Il Buddha ha detto: se rimanete intrappolati in un'idea e considerate che quella sia "la verità" perdete l'occasione di conoscere la verità. A quel punto anche se arriva la verità in persona e bussa alla vostra porta, vi rifiuterete di aprire la mente. Dunque, se siete vincolati a un'idea sulla realtà o su un'idea sulle condizioni necessarie per la felicità, state attenti! Il primo Addestramento alla Consapevolezza tratta proprio della libertà dalle opinioni:
Consapevoli della sofferenza creata dal fanatismo e dall'intolleranza, siamo determinati a non vincolarci e a non idolatrare alcuna dottrina, teoria o ideologia, nemmeno quelle buddhiste. Gli insegnamenti buddhisti sono mezzi che ci guidano, aiutandoci ad imparare a osservare in profondità e a sviluppare la nostra comprensione e compassione. Non sono dottrine per cui combattere, uccidere o morire.

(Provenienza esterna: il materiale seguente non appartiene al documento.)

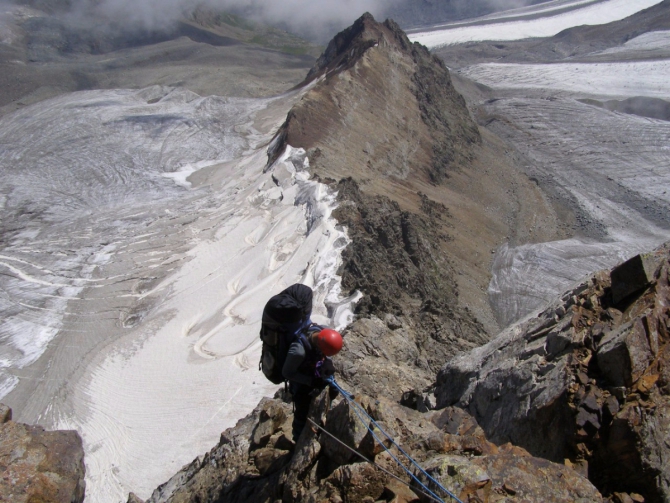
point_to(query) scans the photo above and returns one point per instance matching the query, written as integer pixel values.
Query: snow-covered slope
(543, 20)
(611, 168)
(140, 239)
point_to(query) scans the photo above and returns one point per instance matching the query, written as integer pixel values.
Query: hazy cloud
(307, 17)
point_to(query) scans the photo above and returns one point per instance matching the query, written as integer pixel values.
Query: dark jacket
(301, 362)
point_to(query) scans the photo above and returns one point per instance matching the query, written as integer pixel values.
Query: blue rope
(356, 408)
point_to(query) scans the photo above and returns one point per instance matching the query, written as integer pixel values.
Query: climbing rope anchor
(360, 412)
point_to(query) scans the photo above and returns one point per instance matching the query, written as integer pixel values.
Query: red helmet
(328, 341)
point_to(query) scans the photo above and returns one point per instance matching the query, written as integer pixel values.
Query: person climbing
(297, 350)
(308, 368)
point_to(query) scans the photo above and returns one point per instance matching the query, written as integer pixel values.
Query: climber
(308, 368)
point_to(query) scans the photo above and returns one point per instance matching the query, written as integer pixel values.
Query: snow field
(612, 80)
(587, 13)
(153, 228)
(612, 167)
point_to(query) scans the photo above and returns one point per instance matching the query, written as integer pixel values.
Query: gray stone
(39, 465)
(632, 276)
(5, 413)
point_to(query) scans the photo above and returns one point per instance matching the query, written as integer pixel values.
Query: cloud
(313, 18)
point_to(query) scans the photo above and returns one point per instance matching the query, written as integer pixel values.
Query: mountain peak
(383, 106)
(351, 43)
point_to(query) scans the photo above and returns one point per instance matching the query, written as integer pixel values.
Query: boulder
(318, 471)
(583, 381)
(40, 465)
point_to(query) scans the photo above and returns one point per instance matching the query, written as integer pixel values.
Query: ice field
(141, 237)
(544, 20)
(613, 168)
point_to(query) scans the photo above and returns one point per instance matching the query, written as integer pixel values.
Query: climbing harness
(360, 411)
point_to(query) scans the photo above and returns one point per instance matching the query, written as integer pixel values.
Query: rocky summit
(586, 382)
(569, 405)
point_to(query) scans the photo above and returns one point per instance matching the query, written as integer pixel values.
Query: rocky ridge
(370, 97)
(255, 461)
(38, 465)
(585, 382)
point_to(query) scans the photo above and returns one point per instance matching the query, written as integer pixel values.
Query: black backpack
(283, 317)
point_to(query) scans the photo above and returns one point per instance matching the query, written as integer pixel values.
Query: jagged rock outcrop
(255, 461)
(391, 104)
(38, 465)
(382, 123)
(409, 323)
(588, 380)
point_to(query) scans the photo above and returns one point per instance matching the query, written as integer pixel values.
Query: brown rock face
(39, 465)
(387, 102)
(321, 469)
(587, 380)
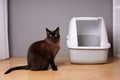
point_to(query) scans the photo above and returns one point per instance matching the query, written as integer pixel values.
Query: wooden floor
(67, 71)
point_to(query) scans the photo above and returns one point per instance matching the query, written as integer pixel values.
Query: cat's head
(53, 35)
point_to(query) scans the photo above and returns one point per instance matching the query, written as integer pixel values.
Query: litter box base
(88, 56)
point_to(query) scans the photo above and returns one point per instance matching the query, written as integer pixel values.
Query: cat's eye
(50, 35)
(56, 35)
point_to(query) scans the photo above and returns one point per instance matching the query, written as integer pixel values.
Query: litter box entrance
(88, 33)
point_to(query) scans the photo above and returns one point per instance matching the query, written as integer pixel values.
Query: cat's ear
(48, 31)
(57, 30)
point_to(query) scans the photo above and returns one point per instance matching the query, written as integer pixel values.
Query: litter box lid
(72, 37)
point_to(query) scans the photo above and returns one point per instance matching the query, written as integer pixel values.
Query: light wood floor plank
(67, 71)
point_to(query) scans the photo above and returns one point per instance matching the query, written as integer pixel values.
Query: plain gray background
(29, 18)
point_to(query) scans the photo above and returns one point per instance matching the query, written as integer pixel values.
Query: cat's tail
(17, 68)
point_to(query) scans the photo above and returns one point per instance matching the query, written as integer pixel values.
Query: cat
(42, 53)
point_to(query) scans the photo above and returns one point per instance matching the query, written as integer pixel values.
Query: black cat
(42, 53)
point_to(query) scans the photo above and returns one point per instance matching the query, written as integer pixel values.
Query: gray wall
(29, 18)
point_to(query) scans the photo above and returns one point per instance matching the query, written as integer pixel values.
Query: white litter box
(87, 40)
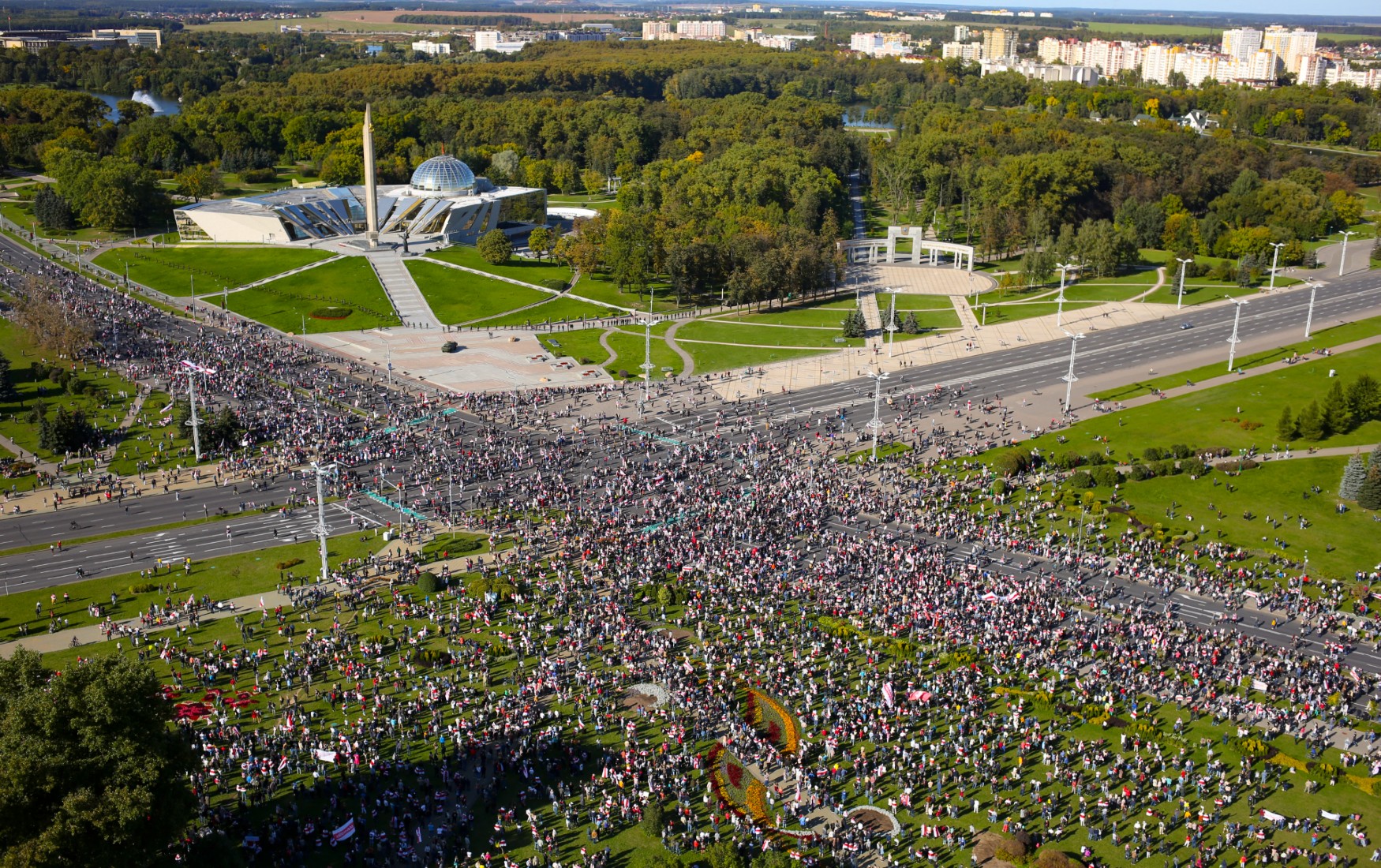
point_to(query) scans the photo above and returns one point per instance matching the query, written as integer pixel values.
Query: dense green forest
(727, 152)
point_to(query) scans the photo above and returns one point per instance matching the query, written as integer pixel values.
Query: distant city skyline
(1364, 9)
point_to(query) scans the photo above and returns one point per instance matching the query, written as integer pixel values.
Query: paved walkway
(402, 290)
(688, 362)
(92, 634)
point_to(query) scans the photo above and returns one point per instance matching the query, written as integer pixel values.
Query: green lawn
(1237, 414)
(176, 269)
(1276, 488)
(580, 344)
(462, 297)
(217, 577)
(710, 357)
(601, 289)
(764, 335)
(552, 311)
(530, 271)
(1020, 311)
(105, 409)
(1325, 337)
(630, 350)
(348, 282)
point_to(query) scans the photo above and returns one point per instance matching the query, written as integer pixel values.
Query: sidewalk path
(402, 290)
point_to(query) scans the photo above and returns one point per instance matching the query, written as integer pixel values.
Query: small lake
(855, 118)
(158, 104)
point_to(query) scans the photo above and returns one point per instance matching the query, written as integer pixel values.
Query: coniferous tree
(1353, 475)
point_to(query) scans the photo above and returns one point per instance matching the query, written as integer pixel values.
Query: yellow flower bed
(757, 803)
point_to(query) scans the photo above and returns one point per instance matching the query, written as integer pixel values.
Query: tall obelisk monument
(370, 189)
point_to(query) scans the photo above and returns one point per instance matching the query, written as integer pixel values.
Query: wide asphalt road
(1136, 350)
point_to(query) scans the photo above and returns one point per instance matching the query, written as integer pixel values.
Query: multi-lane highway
(1134, 350)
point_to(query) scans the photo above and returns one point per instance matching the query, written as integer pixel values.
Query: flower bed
(773, 720)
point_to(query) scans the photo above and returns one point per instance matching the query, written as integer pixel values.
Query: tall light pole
(1060, 300)
(1069, 379)
(878, 406)
(193, 370)
(646, 350)
(1308, 320)
(1233, 341)
(1275, 257)
(1184, 267)
(1342, 260)
(322, 530)
(891, 322)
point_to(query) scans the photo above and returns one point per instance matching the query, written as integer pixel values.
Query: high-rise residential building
(653, 31)
(880, 44)
(702, 29)
(1290, 44)
(999, 42)
(1314, 68)
(968, 53)
(1241, 43)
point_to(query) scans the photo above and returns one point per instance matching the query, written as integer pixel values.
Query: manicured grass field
(1338, 544)
(105, 410)
(462, 297)
(219, 577)
(176, 269)
(601, 289)
(629, 346)
(764, 335)
(710, 357)
(1021, 311)
(528, 271)
(1323, 339)
(348, 282)
(552, 311)
(579, 344)
(1224, 416)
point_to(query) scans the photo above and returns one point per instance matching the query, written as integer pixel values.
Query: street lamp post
(646, 350)
(1060, 300)
(1308, 320)
(1069, 379)
(1233, 341)
(878, 407)
(891, 322)
(1342, 260)
(1275, 257)
(1184, 267)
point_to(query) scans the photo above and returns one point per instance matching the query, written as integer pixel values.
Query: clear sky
(1204, 7)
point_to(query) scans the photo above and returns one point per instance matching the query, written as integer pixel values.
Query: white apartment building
(702, 29)
(425, 46)
(880, 44)
(493, 40)
(999, 42)
(968, 53)
(1046, 72)
(1290, 44)
(653, 31)
(1241, 43)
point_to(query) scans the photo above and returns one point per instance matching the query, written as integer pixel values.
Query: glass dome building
(442, 177)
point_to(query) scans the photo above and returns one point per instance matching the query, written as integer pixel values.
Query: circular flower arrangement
(657, 693)
(771, 718)
(869, 814)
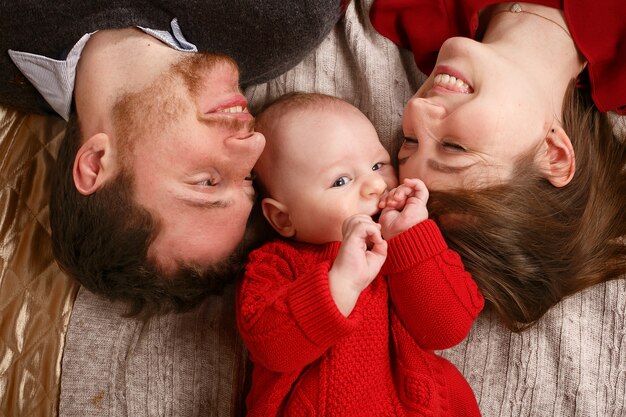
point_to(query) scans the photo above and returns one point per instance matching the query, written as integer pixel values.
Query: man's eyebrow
(204, 203)
(448, 169)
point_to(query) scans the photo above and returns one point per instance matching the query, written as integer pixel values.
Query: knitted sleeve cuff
(314, 309)
(422, 241)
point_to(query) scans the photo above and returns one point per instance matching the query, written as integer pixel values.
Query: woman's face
(474, 116)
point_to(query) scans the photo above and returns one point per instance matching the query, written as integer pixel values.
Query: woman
(509, 126)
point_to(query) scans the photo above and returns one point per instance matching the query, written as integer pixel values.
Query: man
(152, 187)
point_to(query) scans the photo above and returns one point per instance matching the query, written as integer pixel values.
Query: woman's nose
(424, 112)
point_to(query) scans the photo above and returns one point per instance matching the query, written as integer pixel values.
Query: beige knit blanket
(573, 363)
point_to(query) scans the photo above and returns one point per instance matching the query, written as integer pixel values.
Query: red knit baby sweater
(311, 360)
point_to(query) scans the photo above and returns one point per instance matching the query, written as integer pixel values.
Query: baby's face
(332, 167)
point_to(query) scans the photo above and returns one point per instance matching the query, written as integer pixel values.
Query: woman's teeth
(234, 109)
(452, 83)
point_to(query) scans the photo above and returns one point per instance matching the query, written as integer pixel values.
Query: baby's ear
(558, 163)
(277, 214)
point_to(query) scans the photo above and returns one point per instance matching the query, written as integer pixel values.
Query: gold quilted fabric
(35, 297)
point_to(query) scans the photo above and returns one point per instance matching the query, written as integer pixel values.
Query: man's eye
(410, 141)
(341, 181)
(453, 147)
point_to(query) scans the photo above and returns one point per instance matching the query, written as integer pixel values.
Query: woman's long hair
(529, 244)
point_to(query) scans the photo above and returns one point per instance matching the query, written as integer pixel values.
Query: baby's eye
(341, 181)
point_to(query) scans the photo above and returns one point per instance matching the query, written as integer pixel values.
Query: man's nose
(244, 150)
(374, 185)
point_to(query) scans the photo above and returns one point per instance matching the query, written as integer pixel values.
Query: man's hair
(529, 244)
(101, 240)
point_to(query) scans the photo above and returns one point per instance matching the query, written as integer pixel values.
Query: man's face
(191, 147)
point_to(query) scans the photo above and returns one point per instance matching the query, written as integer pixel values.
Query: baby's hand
(403, 207)
(362, 254)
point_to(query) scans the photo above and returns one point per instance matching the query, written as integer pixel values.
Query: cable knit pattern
(311, 360)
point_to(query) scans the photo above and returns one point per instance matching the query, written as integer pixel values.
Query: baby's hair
(296, 100)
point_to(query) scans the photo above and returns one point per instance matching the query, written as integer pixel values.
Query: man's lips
(235, 105)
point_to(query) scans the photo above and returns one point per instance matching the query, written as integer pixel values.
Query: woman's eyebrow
(448, 169)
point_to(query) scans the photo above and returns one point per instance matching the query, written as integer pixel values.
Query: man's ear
(277, 215)
(94, 164)
(558, 163)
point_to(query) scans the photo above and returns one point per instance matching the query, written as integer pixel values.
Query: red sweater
(311, 360)
(597, 27)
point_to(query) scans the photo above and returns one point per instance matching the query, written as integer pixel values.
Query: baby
(342, 313)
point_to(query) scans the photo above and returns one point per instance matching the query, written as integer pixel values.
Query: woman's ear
(277, 214)
(94, 164)
(558, 163)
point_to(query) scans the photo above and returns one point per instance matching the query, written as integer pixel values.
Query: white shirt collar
(54, 79)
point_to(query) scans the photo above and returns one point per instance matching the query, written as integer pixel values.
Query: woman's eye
(208, 183)
(341, 181)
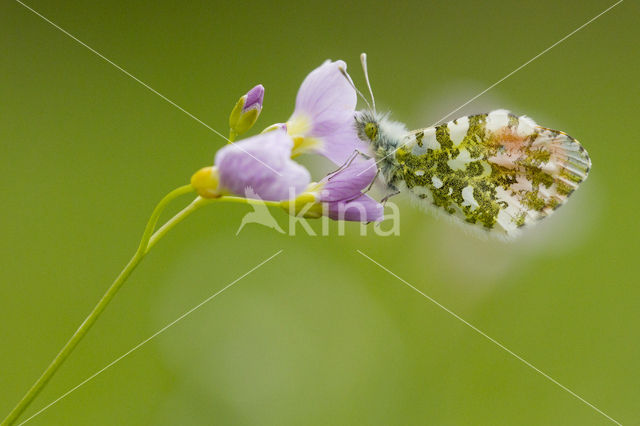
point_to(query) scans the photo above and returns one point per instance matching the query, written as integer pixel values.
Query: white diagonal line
(136, 347)
(491, 339)
(145, 85)
(506, 76)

Questa pratica intende liberarci dalla tendenza a essere dogmatici. Il nostro mondo soffre molto a causa del dogmatismo. Il primo Addestramento alla Consapevolezza è importante perché ci aiuta a rimanere persone libere. La libertà è, sopra ogni altra cosa, libertà dai nostri concetti e dalle nostre nozioni: se restiamo prigionieri di concetti e nozioni possiamo far soffrire noi stessi e anche coloro che amiamo.